When starting up, Tapestry checks whether a file named tapestryComponentDependencies.json exists in the folder where the webapp is running. If it does, component dependency is loaded from it.

The T5Dashboard page has 2 new buttons related to dependencies, Store dependency information, writes all the dependency information as known at that moment.

Preload dependency information and page classloader contexts goes through all known pages, gathers its dependencies, also doing the same for all the components used directly and indirectly by them, and the preloads page the page classloader contexts, thus avoiding context invalidations when page instances are created. Notice this process won't work if any of the pages or their templates are invalid for any reason.

Caveats

Unfortunately, it wasn't possible to make the multiple classloader mode to work with all situations and code. Some known issues:

  1. On Java 9 and later, classes belonging to one classloader cannot call package-private methods of other classes even when both are in the same package.

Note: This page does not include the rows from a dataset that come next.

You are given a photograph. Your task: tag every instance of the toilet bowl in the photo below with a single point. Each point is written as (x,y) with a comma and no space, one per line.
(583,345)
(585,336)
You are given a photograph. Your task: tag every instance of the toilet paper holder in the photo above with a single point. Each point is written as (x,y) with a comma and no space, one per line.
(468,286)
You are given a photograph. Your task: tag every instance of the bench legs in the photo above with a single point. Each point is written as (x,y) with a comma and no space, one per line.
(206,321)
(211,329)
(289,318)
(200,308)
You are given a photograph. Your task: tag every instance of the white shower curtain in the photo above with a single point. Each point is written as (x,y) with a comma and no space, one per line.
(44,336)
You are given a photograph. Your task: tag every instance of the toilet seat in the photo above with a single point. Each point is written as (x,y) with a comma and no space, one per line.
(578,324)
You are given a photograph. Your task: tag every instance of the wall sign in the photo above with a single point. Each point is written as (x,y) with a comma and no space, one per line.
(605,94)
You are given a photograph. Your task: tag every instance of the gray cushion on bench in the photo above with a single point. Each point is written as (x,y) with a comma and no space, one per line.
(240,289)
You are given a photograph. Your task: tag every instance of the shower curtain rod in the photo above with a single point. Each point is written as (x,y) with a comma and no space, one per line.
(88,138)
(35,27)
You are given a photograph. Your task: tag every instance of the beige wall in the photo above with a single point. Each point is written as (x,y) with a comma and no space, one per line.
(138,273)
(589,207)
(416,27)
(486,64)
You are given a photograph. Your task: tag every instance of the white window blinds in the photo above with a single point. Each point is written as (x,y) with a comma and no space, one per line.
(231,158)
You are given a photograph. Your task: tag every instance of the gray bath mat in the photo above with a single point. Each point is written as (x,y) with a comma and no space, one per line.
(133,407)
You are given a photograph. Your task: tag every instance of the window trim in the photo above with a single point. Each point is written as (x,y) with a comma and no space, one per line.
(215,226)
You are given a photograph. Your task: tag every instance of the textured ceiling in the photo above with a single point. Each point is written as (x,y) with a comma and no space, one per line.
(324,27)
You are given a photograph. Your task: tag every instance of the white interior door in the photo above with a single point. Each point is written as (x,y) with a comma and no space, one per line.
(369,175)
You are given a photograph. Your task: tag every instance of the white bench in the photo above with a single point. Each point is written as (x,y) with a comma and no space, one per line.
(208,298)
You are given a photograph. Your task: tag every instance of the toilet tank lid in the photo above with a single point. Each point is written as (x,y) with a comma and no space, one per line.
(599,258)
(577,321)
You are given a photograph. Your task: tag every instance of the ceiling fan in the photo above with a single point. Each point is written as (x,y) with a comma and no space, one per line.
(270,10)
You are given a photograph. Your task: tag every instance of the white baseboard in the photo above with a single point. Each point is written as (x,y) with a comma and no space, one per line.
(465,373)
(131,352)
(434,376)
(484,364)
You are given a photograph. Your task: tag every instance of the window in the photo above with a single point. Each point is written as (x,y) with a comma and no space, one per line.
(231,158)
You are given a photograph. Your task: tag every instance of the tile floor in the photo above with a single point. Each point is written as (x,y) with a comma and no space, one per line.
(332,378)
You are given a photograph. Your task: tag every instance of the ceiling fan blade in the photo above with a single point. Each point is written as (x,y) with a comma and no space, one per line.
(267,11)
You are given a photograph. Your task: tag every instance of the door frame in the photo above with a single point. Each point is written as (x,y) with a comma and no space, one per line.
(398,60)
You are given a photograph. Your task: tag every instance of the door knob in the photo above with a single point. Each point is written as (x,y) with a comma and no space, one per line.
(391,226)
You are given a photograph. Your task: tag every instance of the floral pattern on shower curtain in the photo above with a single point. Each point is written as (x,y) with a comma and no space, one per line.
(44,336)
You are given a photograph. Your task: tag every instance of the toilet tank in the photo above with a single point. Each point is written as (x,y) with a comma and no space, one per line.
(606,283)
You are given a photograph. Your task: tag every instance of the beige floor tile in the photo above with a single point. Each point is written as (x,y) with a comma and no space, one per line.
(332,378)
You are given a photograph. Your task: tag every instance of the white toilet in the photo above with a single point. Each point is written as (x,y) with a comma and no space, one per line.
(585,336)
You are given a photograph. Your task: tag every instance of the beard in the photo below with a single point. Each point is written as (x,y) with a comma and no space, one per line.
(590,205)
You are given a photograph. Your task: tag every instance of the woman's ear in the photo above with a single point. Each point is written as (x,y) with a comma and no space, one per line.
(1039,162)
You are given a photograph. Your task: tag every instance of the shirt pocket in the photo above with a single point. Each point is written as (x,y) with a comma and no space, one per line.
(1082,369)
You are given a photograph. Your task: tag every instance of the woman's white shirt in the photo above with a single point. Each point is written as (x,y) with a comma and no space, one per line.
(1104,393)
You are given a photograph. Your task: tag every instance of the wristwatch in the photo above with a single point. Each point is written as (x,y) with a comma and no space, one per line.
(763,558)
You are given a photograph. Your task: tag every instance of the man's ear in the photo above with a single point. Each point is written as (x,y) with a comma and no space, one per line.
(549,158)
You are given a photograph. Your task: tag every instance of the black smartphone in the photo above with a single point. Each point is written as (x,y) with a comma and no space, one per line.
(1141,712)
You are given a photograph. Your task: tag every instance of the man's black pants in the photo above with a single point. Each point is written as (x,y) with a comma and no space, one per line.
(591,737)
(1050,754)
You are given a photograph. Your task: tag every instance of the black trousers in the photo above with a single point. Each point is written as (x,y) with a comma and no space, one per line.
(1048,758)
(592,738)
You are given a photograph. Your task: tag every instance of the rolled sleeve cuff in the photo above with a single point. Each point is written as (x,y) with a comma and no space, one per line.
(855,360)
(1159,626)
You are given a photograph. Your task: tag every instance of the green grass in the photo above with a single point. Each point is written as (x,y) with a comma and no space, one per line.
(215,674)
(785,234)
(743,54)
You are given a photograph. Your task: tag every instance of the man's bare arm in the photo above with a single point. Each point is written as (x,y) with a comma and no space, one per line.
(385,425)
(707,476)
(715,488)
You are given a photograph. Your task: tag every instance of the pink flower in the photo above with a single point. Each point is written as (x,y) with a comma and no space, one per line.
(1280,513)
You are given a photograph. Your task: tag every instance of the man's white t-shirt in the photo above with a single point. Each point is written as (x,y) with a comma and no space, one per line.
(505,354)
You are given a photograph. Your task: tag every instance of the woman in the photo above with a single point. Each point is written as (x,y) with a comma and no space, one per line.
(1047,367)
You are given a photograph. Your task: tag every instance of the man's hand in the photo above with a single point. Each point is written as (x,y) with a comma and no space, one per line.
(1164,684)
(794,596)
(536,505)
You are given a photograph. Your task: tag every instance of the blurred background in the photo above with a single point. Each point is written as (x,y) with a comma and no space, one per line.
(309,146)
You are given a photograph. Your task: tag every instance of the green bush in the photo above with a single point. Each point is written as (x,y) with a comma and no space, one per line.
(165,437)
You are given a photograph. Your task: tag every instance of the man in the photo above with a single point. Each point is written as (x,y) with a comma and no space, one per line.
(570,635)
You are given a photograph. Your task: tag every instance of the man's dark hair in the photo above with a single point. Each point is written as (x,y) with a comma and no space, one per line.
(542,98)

The solution is to change the method visibility to public.
  2. If you don't have component dependency information already loaded for a given class, problems, usually in the form of a ClassCastException claiming an object of a given type cannot be assigned to a variable of the same type. The best way to deal with this is to use the T5Dashboard to write the component dependency information to a file and restart the webapp. In some cases, it helps to preload dependency information for all classes.
  3. If you start your webapp without component dependency information, page instances may be created and invalidated a few times even when they didn't have any changes due to the page classloader context creation. The solution for this is the same one as the above.